Kini setelah kereta cepat resmi beroperasi, masalah baru terungkap. WIKA menyinggung proyek Kereta Cepat Whoosh yang dianggap merugikan perusahaan hingga Rp7,12 triliun.

Direktur Utama WIKA Agung Budi Waskito mengatakan tingginya beban bunga dan lainnya menjadi penyebab besar kerugian WIKA sepanjang 2023 oleh PT Pilar Sinergi BUMN Indonesia (PSBI) yang mengerjakan proyek kereta cepat.

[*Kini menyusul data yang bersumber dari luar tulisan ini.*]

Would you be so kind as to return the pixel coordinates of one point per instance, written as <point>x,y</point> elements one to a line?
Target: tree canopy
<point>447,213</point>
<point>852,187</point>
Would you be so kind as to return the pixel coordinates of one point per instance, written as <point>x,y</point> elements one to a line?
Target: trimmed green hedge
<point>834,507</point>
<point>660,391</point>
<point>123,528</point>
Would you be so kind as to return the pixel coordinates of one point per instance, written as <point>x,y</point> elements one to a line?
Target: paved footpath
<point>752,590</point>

WIKArugi Rp7,12 triliun sepanjang 2023. Kerugian bersih WIKA membengkak 11.860 persen dari kerugian Rp 59,59 miliar di tahun 2022.

Agung mengungkapkan,WIKA telah menggelontorkan dana yang cukup besar untuk proyek kereta cepat Jakarta – Bandung sebesar Rp 6,1 triliun. Selain itu juga ada dispute atau sengketa pembayaran senilai Rp 5,5 triliun.

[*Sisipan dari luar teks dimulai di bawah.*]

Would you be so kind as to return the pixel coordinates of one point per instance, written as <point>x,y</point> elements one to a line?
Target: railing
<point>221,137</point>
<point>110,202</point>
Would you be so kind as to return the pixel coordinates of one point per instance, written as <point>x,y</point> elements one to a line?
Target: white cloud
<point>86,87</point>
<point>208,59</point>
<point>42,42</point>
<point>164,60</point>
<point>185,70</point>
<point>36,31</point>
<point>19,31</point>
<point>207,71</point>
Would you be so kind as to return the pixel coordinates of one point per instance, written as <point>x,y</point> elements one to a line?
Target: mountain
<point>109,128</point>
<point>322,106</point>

“Memang paling besar karena dalam penyelesaian proyek Kereta Cepat Jakarta – Bandung, yang memang dari penyertaannya saja sudah Rp6,1 triliun, kemudian yang masih dispute atau belum dibayar sekitar Rp5,5 triliun sehingga hampir Rp12 triliun,” jelasnya saat apat bersama Komisi VI DPR RI, Rabu (10/7).

Selain kereta cepat, pemerintah juga memiliki proyek transportasi lainnya yakni Mass Rapid Transit (MRT) . Proyek ini juga tak luput dari masalah meski kabarnya tak terdengar kencang seperti kereta cepat.

Biaya proyek MRT fase membengkak dari Rp22,5 triliun menjadi Rp25,3 triliun. Sebelumnya MRT sudah mendapatkan komitmen pinjaman dari Japan International Cooperation Agency (JICA) senilai Rp 22,5 triliun pada 2018 lalu.

Beberapa faktor penyebab pembengkakan biaya proyek MRT Fase II disebabkan perbedaan rencana jalur yang tadinya dari Bundaran HI – Kampung Bandan diteruskan hingga Ancol Barat sehingga jumlah stasiun yang dibangun juga lebih banyak.

Selain itu, harga material bangunan naik sebesar 50 persen sejak 2018, kelangkaan material semikonduktor, inflasi, hingga kenaikan harga minyak dan energi dunia.

Berkaca dari proyek Kereta Cepat Whoosh, pelajaran apa yang bisa diambil? Apa perbandingannya dengan MRT?

Analis Senior Indonesia Strategic and Economic Action Institution Ronny P Sasmita mengatakan pelajaran yang biasa diambil adalah bahwa Kereta Cepat Jakarta-Bandung secara bisnis tidak feasible dijalankan dengan harga tiket saat ini. Tiket kereta cepat saat ini dibanderol Rp150 ribu – Rp600 ribu.

Ronny mengatakan harga tersebut terlalu mahal untuk jarak Jakarta-Bandung yang dekat. Belum lagi, banyak jalur lain ke Bandung dengan jarak tempuh 3-4 jam dengan harga yang tidak terlalu mahal.

“Artinya, studi kelayakan yang benar-benar bisa dipertanggungjawabkan secara ilmiah dan komersial untuk proyek sekelas Whoosh sangatlah diperlukan sebagai pelengkap penting dari keinginan politik para elite atas sebuah megaproyek,” katanya kepada CNNIndonesia.com.